Avenging Angel (The Fallen #4)(54)



“Not now, man,” Cody snapped at him and his brother tried to pull Marna away.

Only Tanner wasn’t letting her go.

The panther inside him, injured, weak, stirred at the thought. Why should he have to let her go? He’d just found her.

Something sliced into his chest. He barely felt the pain.

“Just got to get it . . . out.” Cody’s voice. Worried. Desperate.

But Tanner kept kissing Marna. He needed her to understand. In this world, she was the one thing he wanted.

The one thing that he’d kill to keep.

His claws began to stretch even more. The slicing in his chest dug deeper. Marna pulled back as she broke the kiss.

Tanner’s eyes opened. Bastion stood just beyond Marna’s shoulder. Watching. Waiting. Did this * really have to be the one to come for him? Figured.

“Got it!” And what was Cody sounding so freaking happy about?

But then the fierce pressure in his chest eased. He glanced at Cody and saw the bloody knife blade in his brother’s hand. “Now just stay alive,” Cody told him, voice grim and haggard—probably because his throat was still damaged, “until I can get you stitched back up.”

He wished he could but . . .

Death is coming for me. No, Death was right there waiting. Tanner’s gaze returned to Marna. Her cheeks were wet. Crying? Over him? He wasn’t worth an angel’s tears. Never had been. She should know that. She should also know . . .

“You were the best . . . thing . . . I ever had.” The only thing, other than his brother, that had ever mattered.

So it seemed only right that she’d be the last vision he saw on this earth. The flames in hell would never burn her memory from him.

Let ’em f*cking try.

“Time to go,” Bastion said, his voice rumbling like thunder.

Tanner’s eyelids began to sag.

Kill to keep her . . .

The man might be fading, but the beast was still struggling inside of him.
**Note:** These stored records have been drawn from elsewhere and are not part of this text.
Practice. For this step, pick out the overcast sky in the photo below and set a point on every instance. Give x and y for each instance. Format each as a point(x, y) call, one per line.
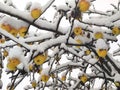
point(102, 5)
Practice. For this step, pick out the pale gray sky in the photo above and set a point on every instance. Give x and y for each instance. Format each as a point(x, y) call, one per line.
point(99, 4)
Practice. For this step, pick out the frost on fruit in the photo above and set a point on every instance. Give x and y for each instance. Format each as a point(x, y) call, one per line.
point(77, 31)
point(12, 63)
point(83, 5)
point(35, 13)
point(116, 30)
point(98, 35)
point(45, 78)
point(40, 59)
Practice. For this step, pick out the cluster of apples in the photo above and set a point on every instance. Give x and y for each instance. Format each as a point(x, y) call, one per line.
point(40, 59)
point(116, 30)
point(14, 31)
point(35, 13)
point(13, 63)
point(78, 31)
point(83, 5)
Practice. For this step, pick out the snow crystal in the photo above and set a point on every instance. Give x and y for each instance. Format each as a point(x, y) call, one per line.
point(35, 5)
point(101, 44)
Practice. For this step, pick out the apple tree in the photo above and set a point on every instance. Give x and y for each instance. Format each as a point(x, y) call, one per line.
point(69, 52)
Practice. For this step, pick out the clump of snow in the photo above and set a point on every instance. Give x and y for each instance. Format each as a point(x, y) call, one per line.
point(16, 51)
point(45, 71)
point(13, 22)
point(35, 5)
point(101, 44)
point(117, 77)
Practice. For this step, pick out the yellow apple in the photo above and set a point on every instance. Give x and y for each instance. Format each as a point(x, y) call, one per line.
point(40, 59)
point(98, 35)
point(87, 52)
point(45, 78)
point(35, 13)
point(102, 52)
point(14, 32)
point(84, 78)
point(5, 53)
point(8, 88)
point(77, 31)
point(52, 75)
point(83, 5)
point(2, 40)
point(116, 30)
point(79, 42)
point(12, 64)
point(63, 78)
point(6, 27)
point(33, 83)
point(40, 70)
point(117, 84)
point(31, 67)
point(22, 31)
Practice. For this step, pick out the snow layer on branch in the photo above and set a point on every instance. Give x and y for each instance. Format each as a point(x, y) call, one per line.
point(101, 44)
point(15, 52)
point(15, 12)
point(45, 45)
point(117, 77)
point(14, 22)
point(35, 5)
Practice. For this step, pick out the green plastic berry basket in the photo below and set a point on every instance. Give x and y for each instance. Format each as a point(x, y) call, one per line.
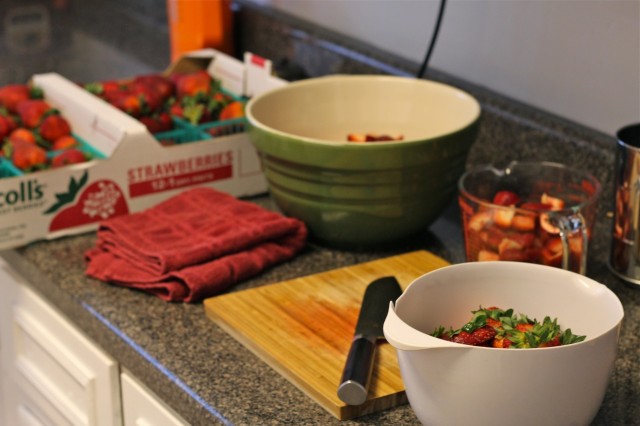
point(180, 136)
point(8, 169)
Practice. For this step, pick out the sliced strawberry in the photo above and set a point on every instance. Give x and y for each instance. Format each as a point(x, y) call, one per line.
point(545, 223)
point(356, 137)
point(506, 198)
point(480, 220)
point(503, 217)
point(486, 255)
point(549, 258)
point(555, 203)
point(522, 222)
point(477, 337)
point(535, 206)
point(523, 239)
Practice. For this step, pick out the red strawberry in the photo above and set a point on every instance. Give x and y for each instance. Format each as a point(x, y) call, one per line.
point(158, 123)
point(535, 206)
point(22, 135)
point(54, 127)
point(69, 156)
point(231, 111)
point(176, 110)
point(4, 128)
point(13, 94)
point(31, 112)
point(10, 121)
point(125, 101)
point(157, 83)
point(506, 198)
point(26, 156)
point(64, 142)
Fighting. Clawing. Desperate to reach out to the one woman he’d wanted to claim as—

Mate.





Jonathan Pardue raced into the swamp, his legs running as fast as they could. Behind him, a fire crew battled the blaze, a blaze that had destroyed the house of Tanner’s brother, Cody.
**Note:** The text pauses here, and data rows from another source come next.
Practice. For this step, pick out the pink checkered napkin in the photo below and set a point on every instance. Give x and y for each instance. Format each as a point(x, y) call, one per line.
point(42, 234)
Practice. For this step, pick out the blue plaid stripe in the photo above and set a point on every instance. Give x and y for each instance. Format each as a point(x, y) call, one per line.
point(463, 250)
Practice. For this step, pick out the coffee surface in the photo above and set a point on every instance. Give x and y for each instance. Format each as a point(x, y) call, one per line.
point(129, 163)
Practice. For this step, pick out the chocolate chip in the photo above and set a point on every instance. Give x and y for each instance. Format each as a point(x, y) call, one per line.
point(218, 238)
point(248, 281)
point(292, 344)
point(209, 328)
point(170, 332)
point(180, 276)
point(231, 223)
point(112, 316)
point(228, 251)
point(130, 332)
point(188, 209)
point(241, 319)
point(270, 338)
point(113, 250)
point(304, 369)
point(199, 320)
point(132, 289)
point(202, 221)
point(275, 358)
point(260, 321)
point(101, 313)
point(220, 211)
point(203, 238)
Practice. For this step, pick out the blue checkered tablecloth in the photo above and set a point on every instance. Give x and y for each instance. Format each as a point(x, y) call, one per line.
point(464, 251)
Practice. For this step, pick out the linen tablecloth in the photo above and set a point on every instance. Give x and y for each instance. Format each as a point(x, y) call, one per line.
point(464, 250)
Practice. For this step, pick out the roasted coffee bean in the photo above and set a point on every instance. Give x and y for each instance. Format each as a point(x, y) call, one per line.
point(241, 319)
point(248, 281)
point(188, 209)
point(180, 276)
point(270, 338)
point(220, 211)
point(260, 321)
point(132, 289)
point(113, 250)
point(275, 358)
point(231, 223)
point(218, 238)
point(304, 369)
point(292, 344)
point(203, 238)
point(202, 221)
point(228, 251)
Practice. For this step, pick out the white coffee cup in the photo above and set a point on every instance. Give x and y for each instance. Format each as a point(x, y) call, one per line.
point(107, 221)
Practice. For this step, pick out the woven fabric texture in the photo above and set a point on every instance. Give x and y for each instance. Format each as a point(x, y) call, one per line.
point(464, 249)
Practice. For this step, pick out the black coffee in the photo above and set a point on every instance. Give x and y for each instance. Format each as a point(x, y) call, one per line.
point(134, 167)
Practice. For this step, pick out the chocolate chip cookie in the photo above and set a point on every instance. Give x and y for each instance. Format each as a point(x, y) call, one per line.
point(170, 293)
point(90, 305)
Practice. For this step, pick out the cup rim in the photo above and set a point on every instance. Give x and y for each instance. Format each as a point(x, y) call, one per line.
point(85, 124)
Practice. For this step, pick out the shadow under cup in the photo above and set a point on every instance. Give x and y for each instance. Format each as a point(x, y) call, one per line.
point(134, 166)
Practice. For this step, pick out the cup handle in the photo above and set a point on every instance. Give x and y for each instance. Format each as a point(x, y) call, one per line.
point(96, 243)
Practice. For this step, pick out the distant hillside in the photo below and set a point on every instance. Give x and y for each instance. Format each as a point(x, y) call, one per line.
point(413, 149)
It had taken him too long to track Tanner to this place. Too long to break free of those cuffs and haul ass out of the city.
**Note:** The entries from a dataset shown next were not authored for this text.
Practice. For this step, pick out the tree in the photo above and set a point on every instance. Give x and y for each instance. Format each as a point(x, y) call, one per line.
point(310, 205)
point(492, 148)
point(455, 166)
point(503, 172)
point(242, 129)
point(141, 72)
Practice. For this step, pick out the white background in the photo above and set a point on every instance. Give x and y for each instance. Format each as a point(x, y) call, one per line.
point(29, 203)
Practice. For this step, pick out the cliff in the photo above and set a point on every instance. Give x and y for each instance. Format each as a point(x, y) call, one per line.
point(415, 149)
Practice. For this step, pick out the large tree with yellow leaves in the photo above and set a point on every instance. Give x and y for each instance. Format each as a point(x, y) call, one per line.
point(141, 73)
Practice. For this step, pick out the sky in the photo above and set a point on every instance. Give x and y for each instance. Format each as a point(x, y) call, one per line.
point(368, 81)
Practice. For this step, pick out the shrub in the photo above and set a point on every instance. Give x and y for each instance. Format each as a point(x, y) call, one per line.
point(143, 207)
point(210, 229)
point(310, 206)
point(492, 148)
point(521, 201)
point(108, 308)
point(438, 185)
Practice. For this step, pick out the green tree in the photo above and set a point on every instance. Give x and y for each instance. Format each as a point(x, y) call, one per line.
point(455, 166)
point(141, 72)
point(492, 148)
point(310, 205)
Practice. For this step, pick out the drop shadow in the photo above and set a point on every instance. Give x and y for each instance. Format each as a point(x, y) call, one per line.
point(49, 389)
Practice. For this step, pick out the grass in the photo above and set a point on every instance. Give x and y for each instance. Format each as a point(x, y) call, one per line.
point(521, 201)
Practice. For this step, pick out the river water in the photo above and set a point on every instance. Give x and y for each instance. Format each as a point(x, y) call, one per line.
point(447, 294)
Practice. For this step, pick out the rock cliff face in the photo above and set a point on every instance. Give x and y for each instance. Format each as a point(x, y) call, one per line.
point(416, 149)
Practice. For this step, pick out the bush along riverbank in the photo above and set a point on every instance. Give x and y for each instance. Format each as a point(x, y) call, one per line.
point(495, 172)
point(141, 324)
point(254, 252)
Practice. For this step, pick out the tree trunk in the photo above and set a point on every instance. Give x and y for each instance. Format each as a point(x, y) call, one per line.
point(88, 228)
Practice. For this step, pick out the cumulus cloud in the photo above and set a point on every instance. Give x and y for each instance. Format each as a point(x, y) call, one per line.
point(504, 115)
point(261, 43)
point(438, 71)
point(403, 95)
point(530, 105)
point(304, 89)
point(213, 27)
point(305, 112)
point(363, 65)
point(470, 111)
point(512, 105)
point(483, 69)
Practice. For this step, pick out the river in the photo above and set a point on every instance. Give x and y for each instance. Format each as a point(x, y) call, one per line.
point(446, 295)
Now, he just might be too late.

All of his plans. All his work.

Too late?

Hell, no. Things couldn’t end like this. “Tanner!” Jonathan shouted his partner’s name, but heard nothing. What he wouldn’t give to have a shifter’s sense of hearing or smell right then.

Where are you?

Tanner had taken the angel with him. She had to hate the swamp. If the stories about her fall were true—stories he’d forced supernaturals to tell him in the last few days—then she would have good cause to avoid the swamp.

Only she was out there now. With Tanner. With Cody?

More cops would be coming soon. They’d bring dogs. They’d search every inch of the area. Jonathan had to find Tanner before the others did.

But . . . where? “Tanner!” Darkness was coming, sweeping over the area in shades of muted red as the sun began to sink into the sky. It looked like damn blood in the sky.

He rushed ahead. Turned to the left. The right. Saw only more twisting trees with heavy moss hanging from their branches.

Swearing, he spun around. He’d go back. He could retrace his footsteps, check to the left, and—

And his gaze fell on footprints on the ground. He yanked out his flashlight. Shone the faint glow on those small impressions.

Hell, yes.

His left hand clamped tight around the flashlight, and his right hand reached for his gun.





Time to go. The words seemed to freeze Marna’s blood. She grabbed for Tanner, pulling him close even as she turned on Bastion with a fury she’d never felt before. “No!”

But Bastion just stood there, face cold and hard and stoic, with his wings pulled low near his body. “Your shifter’s time is up. His body’s dying.”

She shook her head, frantic. He couldn’t leave her yet.

“Didn’t you see what he did?” Bastion took a step closer.

Cody kept working on his brother’s chest. Swearing and muttering, apparently oblivious to the angel who waited just steps away. An angel who, unlike her, could truly kill with a touch.

“He protected me,” Marna said, lifting her chin. He was always protecting her.

Cody glanced up at her, brows pulling together. “Yeah, that’s just great. My brother’s a hero, but right now we need to—”

“You can’t take him!” Now she sounded desperate, like others before her—so many others over the centuries. She’d never understood their rage and helplessness.

She did now.

Cody blinked. Then his eyes widened, and he followed her gaze over his shoulder. “One of ’em . . . one of the angels is here?”

She barely nodded. “Work faster,” she whispered to him. Could Cody really not see the angel? He wasn’t a pureblood demon, so maybe he couldn’t see Bastion.

Or maybe he could.

Bastion’s lips tightened. “There is no delaying, no deals, no borrowing. There is only death. You know this.”